In lieu of the fact that the LHC is about to conduct its first round-the-ring test of the beams, I went to the CERN website to see if I could keep an eye on accelerator conditions in real time . On the front page of the site, I was pleased to see a link to a newly peer-reviewed and published article expanding on and extending the safety review of the LHC originally conducted in 2003. This paper, freely available to the public and detailing very specifically why the LHC is not a threat to this planet, can be downloaded from the publisher’s website .
The paper reviews the three “doomsday scenarios” offered up as reasons for stopping the LHC: mini black holes, vacuum bubbles, monopoles, and strangelets. I’ve offered some thoughts on the black holes issue in this blog, hearkening back to my grad school days . My friend and colleague Dan Hooper appeared on NPR’s “Science Friday” program recently to discuss the excitement behind the LHC, and to address this issue as well .
It boils down to a simple fact of nature. The cosmos is the greatest particle accelerator ever conceived. Setting aside the fact that at the beginning of our universe, it was in an incredible state of high energy and density, even today we find particles accelerated to unbelievable energy bombarding the earth. Cosmic rays, heavy particles accelerated by distant and still-unknown mechanisms which constantly strike the earth’s atmosphere, are the testing ground for these doomsday scenarios.
The LHC, as the paper notes, will collide either protons or heavy nuclei at a center-of-mass energy of 7 TeV per beam – this is 7 times higher than the energy of a single Fermilab Tevatron beam, to date the highest energy collider on earth. In order for a single cosmic ray event to mimic a single LHC collision, it must have an energy of 100,000 TeV. That’s because a cosmic ray is striking a molecule in our atmosphere that is, for all intents and purposes, at rest. To get the same punch, conservation of energy and momentum requires the energy of the cosmic ray to be substantially higher than a proton in the LHC beam, because the LHC beams are both moving at one another while the cosmic ray is moving toward a stationary molecule.

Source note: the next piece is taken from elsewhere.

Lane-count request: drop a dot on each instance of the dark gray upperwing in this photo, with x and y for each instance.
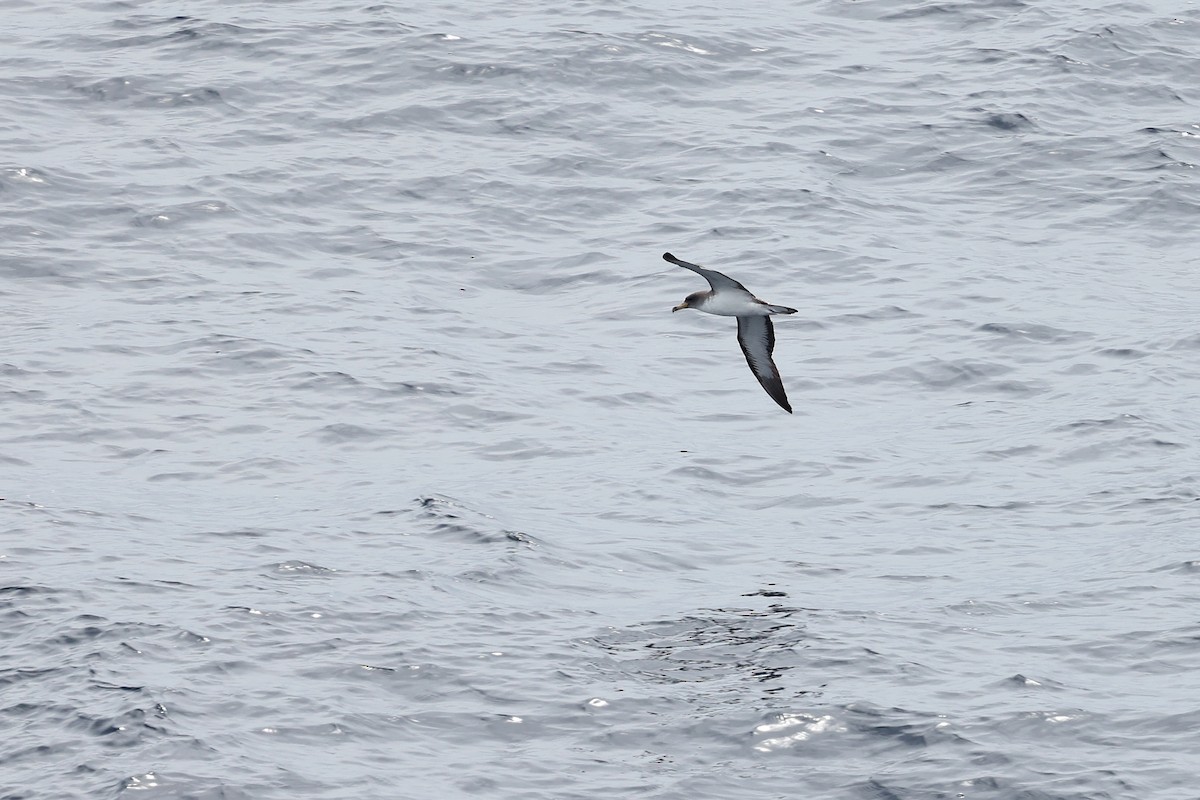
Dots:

So, how often is the earth bombarded by a cosmic ray with at least 100,000 TeV of energy? Well, per second and per cm^2 on the earth, the cosmic ray rate at or above this energy is tiny – just 0.00000000000005 per second, per square centimeter. But, there are 3600 seconds per hour and 24 hours a day, 365 days a year, and the earth has existed for about 4.5 billion years. The earth has a surface area of about 5,000,000,000,000,000,000 cm^2. Given that, how many cosmic rays at or above this energy have struck the earth?

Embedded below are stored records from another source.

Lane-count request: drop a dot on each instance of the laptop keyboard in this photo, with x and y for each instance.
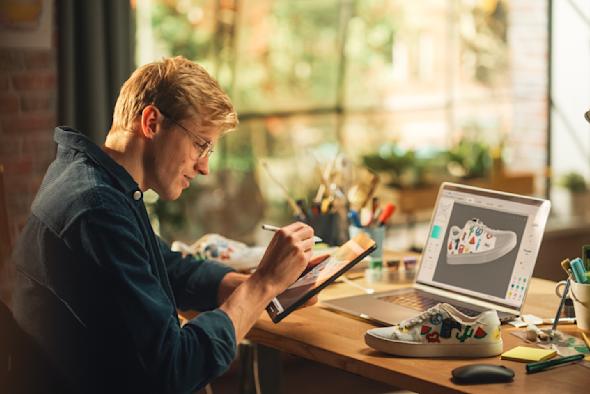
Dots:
(421, 302)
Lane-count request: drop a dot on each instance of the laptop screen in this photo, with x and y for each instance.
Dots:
(483, 243)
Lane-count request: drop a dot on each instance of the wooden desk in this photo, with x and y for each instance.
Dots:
(337, 340)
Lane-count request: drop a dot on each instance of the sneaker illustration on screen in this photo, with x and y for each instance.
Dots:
(476, 243)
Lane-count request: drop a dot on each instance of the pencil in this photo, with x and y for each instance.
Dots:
(270, 227)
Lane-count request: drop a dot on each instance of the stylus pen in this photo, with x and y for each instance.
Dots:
(272, 228)
(563, 297)
(542, 365)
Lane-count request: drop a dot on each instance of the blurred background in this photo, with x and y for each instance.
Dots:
(484, 92)
(339, 101)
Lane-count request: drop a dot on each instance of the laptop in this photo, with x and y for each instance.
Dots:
(480, 254)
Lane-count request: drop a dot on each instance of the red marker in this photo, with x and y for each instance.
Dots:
(386, 214)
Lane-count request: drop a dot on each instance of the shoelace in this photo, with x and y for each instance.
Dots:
(420, 318)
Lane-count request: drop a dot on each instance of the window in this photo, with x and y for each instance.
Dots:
(313, 78)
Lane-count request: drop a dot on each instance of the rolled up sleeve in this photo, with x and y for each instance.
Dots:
(195, 282)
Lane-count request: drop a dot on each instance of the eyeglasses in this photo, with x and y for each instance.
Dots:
(204, 148)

The answer is: a BIG number. In the course of earth’s history, across every square centimeter of its surface, the earth has experienced about 4 x 10^22 such collisions – that’s 4, with 22 zeros after it. And how many such collisions of a 7 TeV proton on another 7 TeV proton are expected over the life of the LHC?
If all goes according to plan, the answer is 10^17 – that’s 1, with 17 zeros after it. That’s also 400,000 times FEWER such collisions than have occurred from cosmic rays over the history of the earth.
If cosmic rays, the result of the cosmos’ own glorious accelerators, have not wiped out the earth (or any other body, such as a star) with mini-black holes or other strange phenomena, there is nothing special about the LHC that makes it more likely to do it. Moreover, the way I see it, this even implies that if cosmic rays DO make mini black holes, they indeed operate according to the laws of thermodynamics and rapidly evaporate.
I find this whole exercise fascinating. I hope that one day I can use this as an example in class of how to take some big numbers and draw some big conclusions about the fate of mankind.
Anyway, that said, I quipped at lunch the other day: is it more glorious to go out with a BANG, as the earth is annihilated by black holes, or to go out with a whimper, as we slowly roast our own species in a noxious bath of our own greenhouse effluence?
Well . . . this IS the way the world ends.